Großbritannien vor dem Brexit "Fast die Hälfte empfindet Abscheu oder Ekel"

Brexit- Befürworter und Gegner streiten sich vor dem Parlament in London
Foto: Henry Nicholls / REUTERSSPIEGEL: Wie würden Sie das politische Klima so kurz vor dem Brexit beschreiben?
Bruter: Die Menschen haben starke negative Gefühle gegenüber Mitbürgern, die bei Wahlen anders abstimmen. Fast die Hälfte sagt sogar, sie empfänden Abscheu oder Ekel.
SPIEGEL: War das schon immer so, oder herrscht heute mehr Feindseligkeit als früher?
Bruter: Wir haben ähnliche Umfragen schon 2017 durchgeführt. Seitdem hat sich das Klima verschlechtert. In unserem Projekt über Wählerverhalten schauen wir insgesamt auf 27 Länder und stellen fest, dass Großbritannien keine Ausnahme ist. Die zunehmende Feindseligkeit der Wähler untereinander ist ein weltweit verbreitetes Phänomen, aber in Großbritannien ist sie noch ein bisschen stärker ausgeprägt als in einigen anderen Ländern.
SPIEGEL: Hat der Brexit diese Polarisierung verstärkt?
Bruter: Der Brexit ist ein starker Katalysator, doch die Spaltungen gab es schon früher. Menschen, die in der EU bleiben wollen, sagen, dass die Brexiteers ihre Identität ablehnen. Und diejenigen, die für "Leave" gestimmt haben, sagen, dass die Remainers ihre Niederlage nicht akzeptieren können. Beim Brexit geht es nicht um technische Entscheidungen, sondern um Identität, und diese Frage ist sehr stark mit Emotionen aufgeladen, auf beiden Seiten.

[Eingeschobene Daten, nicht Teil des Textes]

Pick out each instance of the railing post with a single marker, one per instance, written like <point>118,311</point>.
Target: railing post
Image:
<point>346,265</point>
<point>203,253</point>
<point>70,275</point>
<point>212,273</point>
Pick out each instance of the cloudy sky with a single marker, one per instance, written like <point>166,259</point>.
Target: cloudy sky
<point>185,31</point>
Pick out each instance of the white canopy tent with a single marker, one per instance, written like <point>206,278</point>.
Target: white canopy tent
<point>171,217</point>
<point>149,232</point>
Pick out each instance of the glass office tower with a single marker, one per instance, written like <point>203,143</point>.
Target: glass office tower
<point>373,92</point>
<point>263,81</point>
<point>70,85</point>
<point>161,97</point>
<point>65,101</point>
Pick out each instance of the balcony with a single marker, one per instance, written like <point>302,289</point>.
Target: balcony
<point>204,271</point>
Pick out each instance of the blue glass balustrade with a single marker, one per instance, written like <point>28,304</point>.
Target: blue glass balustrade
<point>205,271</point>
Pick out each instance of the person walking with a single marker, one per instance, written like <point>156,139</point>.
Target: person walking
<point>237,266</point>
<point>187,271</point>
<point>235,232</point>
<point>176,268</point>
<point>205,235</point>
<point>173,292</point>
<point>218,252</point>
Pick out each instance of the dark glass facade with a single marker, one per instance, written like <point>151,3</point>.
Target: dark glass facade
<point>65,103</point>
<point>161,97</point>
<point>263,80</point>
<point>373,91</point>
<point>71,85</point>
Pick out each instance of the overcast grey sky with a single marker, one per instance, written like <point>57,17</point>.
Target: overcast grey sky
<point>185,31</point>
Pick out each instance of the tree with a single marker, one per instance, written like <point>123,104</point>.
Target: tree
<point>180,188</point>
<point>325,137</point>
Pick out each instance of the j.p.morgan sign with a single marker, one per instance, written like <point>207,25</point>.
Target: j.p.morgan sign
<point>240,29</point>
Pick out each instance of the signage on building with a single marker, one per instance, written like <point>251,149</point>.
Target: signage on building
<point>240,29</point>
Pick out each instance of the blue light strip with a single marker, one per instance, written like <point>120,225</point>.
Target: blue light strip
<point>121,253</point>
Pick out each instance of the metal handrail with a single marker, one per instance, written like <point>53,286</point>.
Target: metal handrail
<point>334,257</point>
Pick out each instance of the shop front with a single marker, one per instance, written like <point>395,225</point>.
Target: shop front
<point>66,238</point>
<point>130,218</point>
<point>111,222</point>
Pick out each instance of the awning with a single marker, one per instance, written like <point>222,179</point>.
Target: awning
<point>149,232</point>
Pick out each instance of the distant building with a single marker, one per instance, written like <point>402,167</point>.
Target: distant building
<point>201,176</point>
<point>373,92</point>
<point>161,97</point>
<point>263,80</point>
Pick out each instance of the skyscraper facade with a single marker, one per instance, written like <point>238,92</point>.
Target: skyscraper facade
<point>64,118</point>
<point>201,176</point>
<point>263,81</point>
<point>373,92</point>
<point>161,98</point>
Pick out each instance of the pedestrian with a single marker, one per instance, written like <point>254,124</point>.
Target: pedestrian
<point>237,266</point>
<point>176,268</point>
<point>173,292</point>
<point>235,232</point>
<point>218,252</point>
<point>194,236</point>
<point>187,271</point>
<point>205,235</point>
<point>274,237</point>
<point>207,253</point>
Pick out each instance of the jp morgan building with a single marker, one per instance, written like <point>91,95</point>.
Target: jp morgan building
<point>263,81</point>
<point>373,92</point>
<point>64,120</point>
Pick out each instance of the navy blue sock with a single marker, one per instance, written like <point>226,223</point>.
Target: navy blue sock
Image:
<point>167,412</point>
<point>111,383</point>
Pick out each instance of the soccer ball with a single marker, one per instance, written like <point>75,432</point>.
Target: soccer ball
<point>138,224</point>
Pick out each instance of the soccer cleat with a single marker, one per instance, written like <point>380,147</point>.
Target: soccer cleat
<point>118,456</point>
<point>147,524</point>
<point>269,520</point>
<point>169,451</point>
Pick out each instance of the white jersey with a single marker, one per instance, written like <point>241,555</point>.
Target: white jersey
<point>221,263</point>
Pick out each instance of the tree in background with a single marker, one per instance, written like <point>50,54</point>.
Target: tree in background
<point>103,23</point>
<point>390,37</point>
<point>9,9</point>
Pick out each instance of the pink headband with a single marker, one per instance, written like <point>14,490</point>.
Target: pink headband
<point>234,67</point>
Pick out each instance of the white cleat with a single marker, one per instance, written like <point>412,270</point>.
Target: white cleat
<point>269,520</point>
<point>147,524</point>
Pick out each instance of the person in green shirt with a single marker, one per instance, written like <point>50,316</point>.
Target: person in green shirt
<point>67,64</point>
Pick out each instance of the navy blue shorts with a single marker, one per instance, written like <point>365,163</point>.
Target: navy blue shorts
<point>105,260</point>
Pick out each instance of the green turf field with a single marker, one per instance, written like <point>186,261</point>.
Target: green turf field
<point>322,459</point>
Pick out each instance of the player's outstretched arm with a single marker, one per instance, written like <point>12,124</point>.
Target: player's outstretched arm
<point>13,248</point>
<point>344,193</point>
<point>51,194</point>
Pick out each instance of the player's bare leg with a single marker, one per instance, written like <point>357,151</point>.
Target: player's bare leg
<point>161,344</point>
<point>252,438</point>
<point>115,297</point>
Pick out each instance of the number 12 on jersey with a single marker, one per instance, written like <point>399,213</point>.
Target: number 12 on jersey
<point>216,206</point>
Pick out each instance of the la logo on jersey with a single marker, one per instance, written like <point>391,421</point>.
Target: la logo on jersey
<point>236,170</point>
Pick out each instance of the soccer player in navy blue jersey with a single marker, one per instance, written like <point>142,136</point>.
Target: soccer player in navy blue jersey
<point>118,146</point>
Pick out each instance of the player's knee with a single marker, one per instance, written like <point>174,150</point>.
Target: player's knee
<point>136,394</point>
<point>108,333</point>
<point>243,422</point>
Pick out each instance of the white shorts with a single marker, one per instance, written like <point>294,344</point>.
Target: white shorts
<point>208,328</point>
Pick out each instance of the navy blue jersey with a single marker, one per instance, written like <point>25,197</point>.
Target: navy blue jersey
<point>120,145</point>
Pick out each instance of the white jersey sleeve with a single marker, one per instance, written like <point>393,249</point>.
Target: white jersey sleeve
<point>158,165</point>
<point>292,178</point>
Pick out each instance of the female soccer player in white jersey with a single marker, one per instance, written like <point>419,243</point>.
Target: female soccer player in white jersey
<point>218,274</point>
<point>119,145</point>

Im Jahr des Referendums sprach man oft davon, dass dies ein Kampf zwischen emotionalen Brexiteers und rationalen Remainers sei. Das ist ein Irrtum. In Wirklichkeit sind die Remainers genauso emotional wie die Brexiteers. Bei einer anderen Umfrage sagten uns mehr als ein Drittel der Menschen, dass sie in der Nacht des Referendums geweint haben - das waren sowohl Leavers als auch Remainers.
SPIEGEL: Machen starke Gefühle die Menschen für rationale Argumente unerreichbar?
Bruter: Wir haben uns inzwischen von der Vorstellung entfernt, dass Emotionen und Vernunft einander entgegengesetzt sind. Tatsächlich definiert unsere Vorstellung von Rationalität unsere Emotionen. Und es gibt auch Fälle, in denen Menschen ihre Emotionen rationalisieren. Um Ihnen ein Beispiel zu geben - viele Menschen sagen, dass es nicht ihre eigene Feindseligkeit ist, sondern dass sie nur auf die Feindseligkeit anderer reagieren. Menschen liefern rationale Erklärungen dafür, warum sie frustriert und wütend sind, aber ihre rationalen Überzeugungen sind in Emotionen eingebettet.
SPIEGEL: Welche Folgen hat die Polarisierung für eine Demokratie ?
Bruter: Wir forschen über demokratische Frustration, weil wir wissen wollen, wozu die Menschen bereit sind, wenn sie unglücklich sind. Fast 20 Prozent der Briten sagen in unseren Umfragen, dass sie bereit wären, an einer Revolution teilzunehmen oder das Land zu verlassen, wenn sie mit der Politik unzufrieden sind. Ein Fünftel ist ein hoher Anteil für so eine stabile Demokratie mit einer langen Geschichte. Außerdem glauben nur 27 Prozent der Briten, dass ihre Kinder und Enkelkinder besser leben werden als sie selbst. Diese Form von Pessimismus ist der perfekte Nährboden, auf dem die Feindseligkeiten noch weiter wachsen werden.
SPIEGEL Nach den Parlamentswahlen erklärte Boris Johnson, dass er das Land vereinen will. Wird ihm das gelingen?
Bruter: Früher gab es zu Beginn jeder Wahlperiode so etwas wie "Flitterwochen". Auch die Verlierer sagten nach der Wahl: Das ist eine legitime Regierung, und wir sollten ihr eine Chance geben. Aber seit der zweiten Hälfte des letzten Jahrzehnts geschieht dies immer seltener. Die Gewinner wollen nicht, dass ihre Partei Zugeständnisse macht. Und die Verlierer, in diesem Fall die Unterstützer der Labour Party oder der SNP , sind nicht bereit, der Regierung eine Karenzzeit zu gönnen. Die Umfragen zeigen, dass es immer noch eine Mehrheit der Menschen gibt, die der Meinung sind, dass der Brexit ein Fehler ist und dass Großbritannien die EU nicht verlassen sollte. Zum jetzigen Zeitpunkt gibt es keine Bereitschaft, der anderen Seite einen Vertrauensvorschuss zu geben.